La cité radieuse du groupe Auchan se paie un "débat public"
"Vous donner la parole et la faire entendre." C'est le slogan, très "démocratie participative", de la Commission nationale du débat public (CNDP), institution chargée – pour faire court – de "lubrifier" les relations entre "aménageurs" et "aménagés" du territoire. Sa mission est donc de s'assurer que le public dispose d'informations fiables et diversifiées pour pouvoir "débattre" de l'opportunité même d'un projet de bétonnage — à partir d'un coût minimum de 300 millions d'euros.

Le groupe Auchan compte miser plus de 3 milliards sur Europacity, un méga-complexe (ou plutôt mégalo-complexe) sur 80 Ha mêlant galerie marchande géante avec activités "ludiques et culturelles" (piscines, piste de ski artificiel, salles de spectacles, etc.), le tout érigé dans une architecture mégalomaniaque qui fait penser à une cité futuriste métallique et aseptisée. Ou comment dissimuler un nième centre commercial en l'enrobant de concepts alibis qui n'ont de "culturel" que le slogan, dont le nombre de visiteurs annuel est largement surestimé (31 millions, soit deux fois l'audience d'Eurodisney), qui prévoit de bétonner le Triangle de Gonesse, vaste zone agricole située entre les aéroports du Bourget et de Roissy.
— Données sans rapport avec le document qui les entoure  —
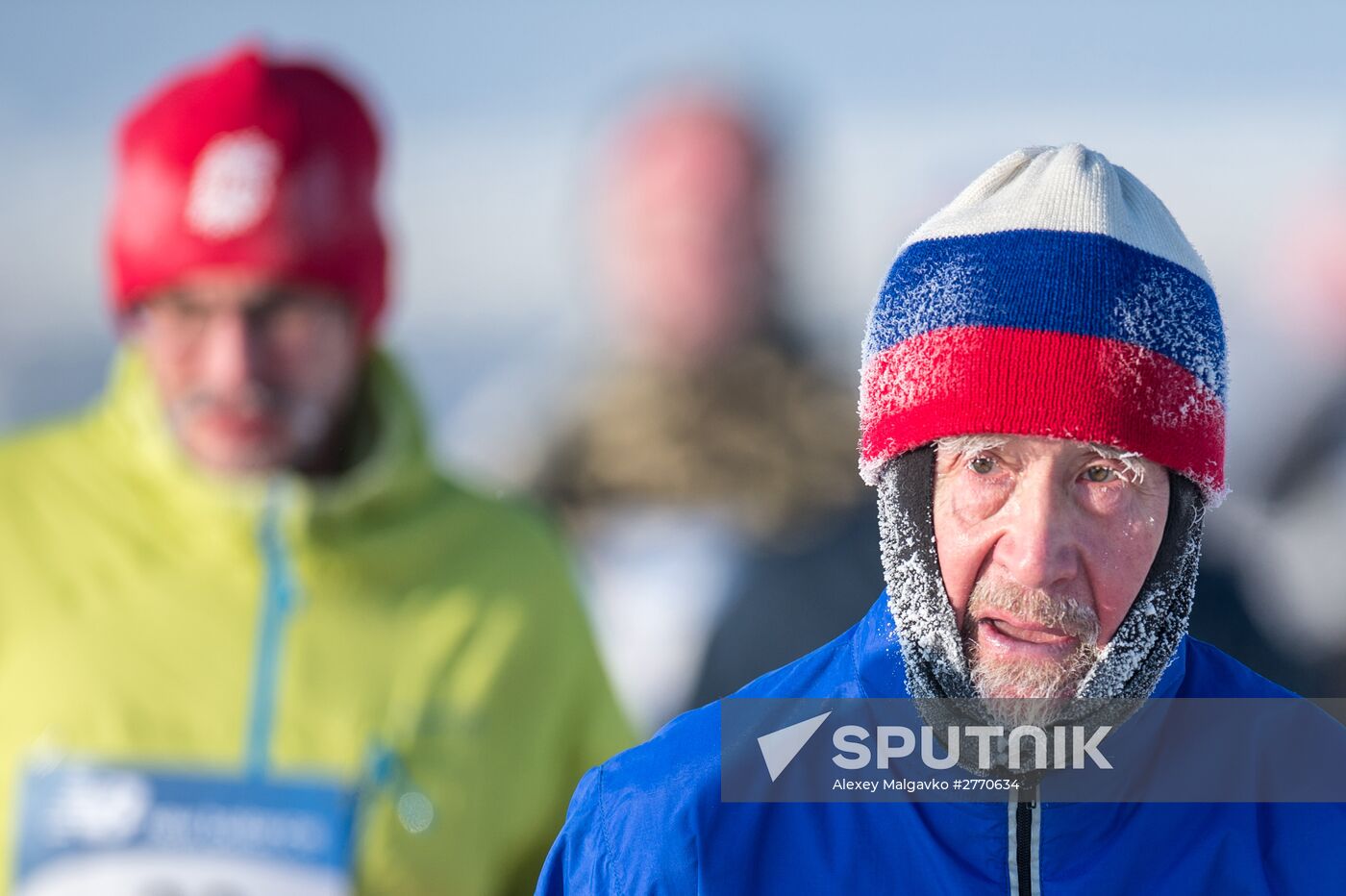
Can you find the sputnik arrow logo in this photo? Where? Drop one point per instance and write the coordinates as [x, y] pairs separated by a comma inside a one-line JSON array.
[[781, 747]]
Tant mieux pour le promoteur, car toute sa communication vise à faire passer Europacity pour une "exemplarité environnementale, respectueux des enjeux de biodiversité du site". L'AE, dont l'avis est consultatif comme de bien entendu, n'est pourtant pas tendre avec les promesses du promoteur, même si les termes employés sont pesés et sous-pesés pour ne vexer personne.
Auchan promet par exemple, dans son "étude d'impact" soumise à l'avis de l'AE, de produire localement, et en "renouvelable" s'il vous plaît, 100% de l'énergie qui sera nécessaire pour faire tourner sa mégapole (au bas mot, 270 GWh/an). Au mieux, note l'AE, seulement "deux-tiers des besoins en froid et en électricité pourraient être produit localement". Faut dire que les scénarios de consommation énergétique fournis par Auchan "reposent sur une hypothèse de production de froid quatre fois supérieurs au potentiel recensé par l'étude [d'impact]". Surtout, corrige l'AE, "l'énergie renouvelable locale" est plus qu'hypothétique: elle reposerait sur la géothermie. Or, cela "nécessiterait la réalisation de forages profonds" et de mettre en contact quatre nappes phréatiques du bassin parisien, au risque de contaminer la seule encore identifiée comme "un réservoir d'eau potable non encore affecté par la pollution de surface". Sans parler des prévisions d'émissions de gaz à effet de serre qu'induiraient es (transports des visiteurs compris), que l'AE estime très incomplètes, "en discordance particulièrement forte avec l'objectif national du facteur 4" (réduction par 4 des émissions à l'horizon 2050, selon une loi de 2009).
[...] l'étude d'impact doit présenter une esquisse des principales solutions de substitution examinées et les raisons pour lesquelles, eu égard aux effets sur l'environnement ou la santé humaine, le projet présenté a été retenu. En particulier, même si l'urbanisation conditionnelle de ce site est prévue […], le dossier fait le choix d'un emplacement aujourd'hui non urbanisé exposant une population nouvelle importante aux risques et nuisances d'un trafic aérien important. Cette localisation induit, en outre, de multiples contraintes pour une urbanisation dense, conduisant à une consommation d'espaces agricoles accrue. Cela conduit l'Ae à se demander si une démarche d'évitement et la recherche de solutions de substitution ont bien été conduites, d'une part pour la ZAC [zone d'aménagement concertée du Triangle de Gonesse], d'autre part pour EuropaCity.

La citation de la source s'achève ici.